Amy Shipley

Graduate Student


Research Interests and Background

As an avian ecologist, I am broadly interested in how species interact with the environment and respond and adapt to changing conditions, particularly anthropogenically-derived changes. Understanding the effects of changing conditions on populations is critical for informing management and conservation efforts.

My Master’s research involved studying the ecology and survival of a ground-nesting passerine during the post-fledging period in a forested urban park in Portland, Oregon. We learned that fledgling survival was lowest near edges between the park and residential areas, likely due to the additive effect of predation by natural predators and introduced domestic cats, and that low fledgling survival rates near edges combined with a seeming preference for nesting near edges created an ecological trap.

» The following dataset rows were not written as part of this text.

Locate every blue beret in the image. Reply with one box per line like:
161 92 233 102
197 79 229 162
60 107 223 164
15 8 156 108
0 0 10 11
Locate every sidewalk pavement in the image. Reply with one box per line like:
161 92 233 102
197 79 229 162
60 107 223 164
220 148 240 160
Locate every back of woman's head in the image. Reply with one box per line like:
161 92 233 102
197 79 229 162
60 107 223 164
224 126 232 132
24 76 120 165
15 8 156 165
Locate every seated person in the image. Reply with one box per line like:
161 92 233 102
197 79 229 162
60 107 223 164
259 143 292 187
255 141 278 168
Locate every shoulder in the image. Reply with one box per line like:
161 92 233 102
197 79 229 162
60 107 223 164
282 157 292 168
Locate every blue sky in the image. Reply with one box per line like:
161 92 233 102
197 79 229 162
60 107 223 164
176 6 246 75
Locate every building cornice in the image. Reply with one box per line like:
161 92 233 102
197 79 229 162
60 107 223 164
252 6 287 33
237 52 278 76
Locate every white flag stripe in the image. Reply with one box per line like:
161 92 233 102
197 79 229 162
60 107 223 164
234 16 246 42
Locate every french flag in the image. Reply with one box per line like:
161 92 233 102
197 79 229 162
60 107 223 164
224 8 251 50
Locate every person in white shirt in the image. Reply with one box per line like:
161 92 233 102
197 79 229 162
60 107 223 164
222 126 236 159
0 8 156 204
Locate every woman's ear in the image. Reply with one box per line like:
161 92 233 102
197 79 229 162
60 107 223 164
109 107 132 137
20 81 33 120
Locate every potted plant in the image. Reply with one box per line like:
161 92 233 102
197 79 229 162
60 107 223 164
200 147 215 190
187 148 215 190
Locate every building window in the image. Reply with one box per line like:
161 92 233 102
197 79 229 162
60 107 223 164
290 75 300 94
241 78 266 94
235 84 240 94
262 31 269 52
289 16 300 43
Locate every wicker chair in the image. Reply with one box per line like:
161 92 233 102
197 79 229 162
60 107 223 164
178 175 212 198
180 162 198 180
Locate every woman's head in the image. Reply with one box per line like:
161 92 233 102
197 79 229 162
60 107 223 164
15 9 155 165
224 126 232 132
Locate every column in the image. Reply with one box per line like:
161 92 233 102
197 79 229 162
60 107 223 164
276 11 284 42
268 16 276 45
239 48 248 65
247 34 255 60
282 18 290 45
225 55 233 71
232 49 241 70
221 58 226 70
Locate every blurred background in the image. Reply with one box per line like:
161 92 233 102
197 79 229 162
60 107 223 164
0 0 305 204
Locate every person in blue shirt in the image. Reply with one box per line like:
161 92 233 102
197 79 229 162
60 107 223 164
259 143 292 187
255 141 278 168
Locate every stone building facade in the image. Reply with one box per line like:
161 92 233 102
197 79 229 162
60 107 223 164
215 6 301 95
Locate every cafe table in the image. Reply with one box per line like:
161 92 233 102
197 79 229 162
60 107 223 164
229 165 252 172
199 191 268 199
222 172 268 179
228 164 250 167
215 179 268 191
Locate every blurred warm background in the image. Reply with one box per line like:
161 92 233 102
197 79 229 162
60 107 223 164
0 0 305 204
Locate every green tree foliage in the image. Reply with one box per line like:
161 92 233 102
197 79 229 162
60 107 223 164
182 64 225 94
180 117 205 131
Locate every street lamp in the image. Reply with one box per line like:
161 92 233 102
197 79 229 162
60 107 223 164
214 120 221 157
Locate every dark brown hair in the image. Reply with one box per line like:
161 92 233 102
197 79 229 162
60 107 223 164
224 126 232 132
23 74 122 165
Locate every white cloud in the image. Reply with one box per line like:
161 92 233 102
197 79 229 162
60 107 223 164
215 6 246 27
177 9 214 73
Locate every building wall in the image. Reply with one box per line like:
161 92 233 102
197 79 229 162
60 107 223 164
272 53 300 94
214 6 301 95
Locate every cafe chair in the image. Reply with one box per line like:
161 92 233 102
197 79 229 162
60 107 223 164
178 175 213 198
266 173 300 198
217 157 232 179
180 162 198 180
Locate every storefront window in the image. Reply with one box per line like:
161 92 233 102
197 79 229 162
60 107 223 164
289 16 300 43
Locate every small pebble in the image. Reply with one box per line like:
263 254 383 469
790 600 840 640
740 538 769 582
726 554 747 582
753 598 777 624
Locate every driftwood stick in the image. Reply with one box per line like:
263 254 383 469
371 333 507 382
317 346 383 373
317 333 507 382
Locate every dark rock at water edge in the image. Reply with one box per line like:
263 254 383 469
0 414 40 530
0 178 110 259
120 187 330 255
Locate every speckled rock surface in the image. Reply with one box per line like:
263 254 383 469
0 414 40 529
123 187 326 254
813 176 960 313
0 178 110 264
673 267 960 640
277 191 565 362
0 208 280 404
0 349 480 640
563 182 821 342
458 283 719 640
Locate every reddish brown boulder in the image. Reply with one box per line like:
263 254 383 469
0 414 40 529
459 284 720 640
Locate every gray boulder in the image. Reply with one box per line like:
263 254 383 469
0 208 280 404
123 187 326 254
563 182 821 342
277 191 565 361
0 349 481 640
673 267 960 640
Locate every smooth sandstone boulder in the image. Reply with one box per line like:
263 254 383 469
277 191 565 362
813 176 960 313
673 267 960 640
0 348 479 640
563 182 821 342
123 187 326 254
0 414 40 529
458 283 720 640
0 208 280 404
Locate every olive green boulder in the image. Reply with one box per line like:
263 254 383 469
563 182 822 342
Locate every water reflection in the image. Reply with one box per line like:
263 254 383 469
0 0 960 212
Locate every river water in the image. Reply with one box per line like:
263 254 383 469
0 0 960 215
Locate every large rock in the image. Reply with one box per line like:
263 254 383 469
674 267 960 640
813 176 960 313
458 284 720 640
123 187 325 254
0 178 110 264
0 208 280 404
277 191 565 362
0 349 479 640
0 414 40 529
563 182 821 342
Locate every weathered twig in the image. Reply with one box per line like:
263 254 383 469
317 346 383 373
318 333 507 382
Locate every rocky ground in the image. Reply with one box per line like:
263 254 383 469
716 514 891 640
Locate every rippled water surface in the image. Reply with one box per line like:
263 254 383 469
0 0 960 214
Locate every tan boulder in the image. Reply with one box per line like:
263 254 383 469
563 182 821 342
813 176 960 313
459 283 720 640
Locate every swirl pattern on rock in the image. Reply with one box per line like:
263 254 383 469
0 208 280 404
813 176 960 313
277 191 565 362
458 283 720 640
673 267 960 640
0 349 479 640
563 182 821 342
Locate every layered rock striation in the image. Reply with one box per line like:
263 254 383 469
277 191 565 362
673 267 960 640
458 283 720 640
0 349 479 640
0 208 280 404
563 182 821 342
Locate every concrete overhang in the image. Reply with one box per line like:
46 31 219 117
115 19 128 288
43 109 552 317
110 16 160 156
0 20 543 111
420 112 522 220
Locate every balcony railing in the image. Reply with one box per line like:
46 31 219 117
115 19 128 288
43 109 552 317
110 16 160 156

Before beginning my PhD program at UW, I worked for several years with the Kauai Endangered Seabird Recovery Project. As part of the Underline Monitoring Project, I studied Newell’s Shearwaters and Hawaiian Petrels and their rates of collision with power lines as they travel from their montane burrows to the sea. Part of this work involved using automated audio recording devices to detect the unique sound of a bird/powerline collision in an effort to pinpoint collision hotspots and to contribute to an island-wide model of seabird/powerline collision risk. I also contributed to a long-term study of shearwater and petrel population trends on Kauai using ornithological radar, and worked to identify a new method for differentiating shearwater and petrel radar targets from a long-term dataset based on species-specific transit times obtained from visual data.


Ruffed Grouse Research

Ruffed Grouse are winter-adapted birds closely associated with northern forests. Despite their popularity as game birds and various conservation and management efforts, populations have declined by over 50% during the last 50 years, particularly on the southern edge of their range. As global temperatures rise and snow cover becomes more variable, the adaptations that grouse have for surviving in the cold and snow may increase their sensitivity to changing climatic conditions. As part of my PhD research, I will be quantifying how predation on Ruffed Grouse is influenced by winter climate in a forested ecosystem in central Wisconsin.



M.S.  Biology, Portland State University, 2011. Thesis: Post-fledging survival and habitat use of Spotted Towhees in an urban park.

B.S. Biology, University of Toledo, 2005.